Fiscal 2012 revenues are expected to exceed fiscal 2011 numbers by slightly more than $500 million. For various reasons, including the use of one-time revenues to balance the current $6.5 billion general fund budget, the increase in available funds will be about $161 million, the Oklahoma Policy Institute said in a new report.

State finance director Preston Doerflinger said he warned agency directors to prepare for a flat budget in 2013. Budget briefings with officials are under way this week in Oklahoma City, the state capital.

“Overall, we are expecting that fiscal year 2013 budget will be relatively flat, which is an improvement over the recent series of revenue shortfalls linked to the national recession,” said Doerflinger, who is secretary of finance under Gov. Mary Fallin.
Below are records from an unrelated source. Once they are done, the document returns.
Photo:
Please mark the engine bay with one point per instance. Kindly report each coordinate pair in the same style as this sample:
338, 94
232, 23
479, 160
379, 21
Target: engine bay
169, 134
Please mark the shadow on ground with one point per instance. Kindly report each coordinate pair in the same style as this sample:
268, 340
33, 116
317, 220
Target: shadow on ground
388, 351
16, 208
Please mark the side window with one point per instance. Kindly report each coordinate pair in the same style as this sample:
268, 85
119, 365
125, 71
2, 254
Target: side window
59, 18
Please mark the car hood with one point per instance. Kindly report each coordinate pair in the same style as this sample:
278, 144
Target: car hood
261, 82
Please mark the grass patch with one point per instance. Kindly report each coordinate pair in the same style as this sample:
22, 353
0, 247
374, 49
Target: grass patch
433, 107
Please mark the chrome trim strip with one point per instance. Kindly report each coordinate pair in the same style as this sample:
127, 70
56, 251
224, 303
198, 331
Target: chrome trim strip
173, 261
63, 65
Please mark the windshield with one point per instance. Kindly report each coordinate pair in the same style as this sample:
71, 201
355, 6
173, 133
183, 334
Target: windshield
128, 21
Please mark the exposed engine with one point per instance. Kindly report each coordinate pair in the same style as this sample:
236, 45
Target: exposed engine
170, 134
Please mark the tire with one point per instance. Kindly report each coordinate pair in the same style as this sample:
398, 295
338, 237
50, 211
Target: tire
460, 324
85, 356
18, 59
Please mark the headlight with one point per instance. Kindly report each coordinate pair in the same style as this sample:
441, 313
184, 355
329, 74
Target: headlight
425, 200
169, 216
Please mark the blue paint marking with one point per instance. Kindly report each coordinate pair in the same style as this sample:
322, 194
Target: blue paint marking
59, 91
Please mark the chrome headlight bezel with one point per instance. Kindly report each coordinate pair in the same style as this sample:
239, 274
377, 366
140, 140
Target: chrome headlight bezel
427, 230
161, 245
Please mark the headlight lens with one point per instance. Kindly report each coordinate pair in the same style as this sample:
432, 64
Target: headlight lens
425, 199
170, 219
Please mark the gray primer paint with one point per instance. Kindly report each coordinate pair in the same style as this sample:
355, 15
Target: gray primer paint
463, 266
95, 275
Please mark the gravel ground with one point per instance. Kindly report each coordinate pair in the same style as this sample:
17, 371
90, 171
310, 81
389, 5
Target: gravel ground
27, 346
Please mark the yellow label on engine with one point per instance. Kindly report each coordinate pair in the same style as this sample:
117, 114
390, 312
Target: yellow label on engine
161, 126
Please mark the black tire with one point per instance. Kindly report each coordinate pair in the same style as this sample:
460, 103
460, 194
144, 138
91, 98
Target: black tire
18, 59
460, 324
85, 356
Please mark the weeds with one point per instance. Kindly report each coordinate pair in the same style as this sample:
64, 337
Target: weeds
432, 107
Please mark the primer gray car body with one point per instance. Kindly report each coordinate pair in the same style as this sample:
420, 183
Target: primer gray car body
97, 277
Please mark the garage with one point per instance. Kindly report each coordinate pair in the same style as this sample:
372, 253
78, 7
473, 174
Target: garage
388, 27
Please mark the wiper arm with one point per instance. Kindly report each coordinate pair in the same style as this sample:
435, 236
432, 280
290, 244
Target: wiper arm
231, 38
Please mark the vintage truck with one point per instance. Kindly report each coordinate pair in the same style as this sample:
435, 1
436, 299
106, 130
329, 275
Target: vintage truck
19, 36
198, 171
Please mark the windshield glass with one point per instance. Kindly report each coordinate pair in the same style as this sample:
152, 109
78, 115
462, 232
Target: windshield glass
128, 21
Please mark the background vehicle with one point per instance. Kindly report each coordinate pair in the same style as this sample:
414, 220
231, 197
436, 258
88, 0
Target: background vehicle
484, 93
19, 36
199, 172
Doerflinger said up to $85 million of pending energy-tax rebates and credits will “substantially reduce” the amount of oil and gas severance taxes that will flow into the general fund in fiscal 2013.

In addition, an automatic reduction in the state income tax rate to 5.25% from 5.5% will cut revenue by $70 million in fiscal 2013.

Doerflinger will present a revenue outlook to the Oklahoma Board of Equalization on Dec. 1. The board will provide a preliminary estimate that will be the basis of the governor’s executive budget.

Collections in the first four months of fiscal 2012 total $1.7 billion, which is 6% more than expected and 10% more than in the same period of fiscal 2011.

Fallin said while it is an encouraging sign that revenues are up, the state can no longer rely on one-time sources to balance its budget. “Revenues are increasing, but still below pre-recession, 2008 levels,” the governor said in a statement.

“All of that means that state agencies can expect the budget to be relatively flat,” she said. “My administration is focused on right-sizing government, making our agencies run more efficiently and effectively, and doing more with less.”

Revenues in fiscal 2011 were $249 million more than expected. The money went into the depleted rainy-day fund, which at one point slipped to barely more than $2.

Fallin said she wants to bring the emergency fund back to $600 million, where it was before it was tapped to cover revenue holes as collections plummeted.

David Blatt, policy director of the Oklahoma Policy Institute, said despite the slight increase expected in next year’s budget, spending will remain 6% below pre-recession levels, taking into account  inflation and population growth.

State agencies took a 7% cut in fiscal 2012 from 2011 allocations and it will be some time before those reductions are restored, Blatt said.

“Our budget outlook is improving, but all signs point to an incomplete recovery,” Blatt said, “It looks like it will be at least fiscal 2014 or even fiscal 2015 until budgets return to nominal pre-downturn levels.”

“Given higher operating costs, increased population and caseloads, and new responsibilities, many state agencies will need additional state funding to maintain existing service levels,” he said.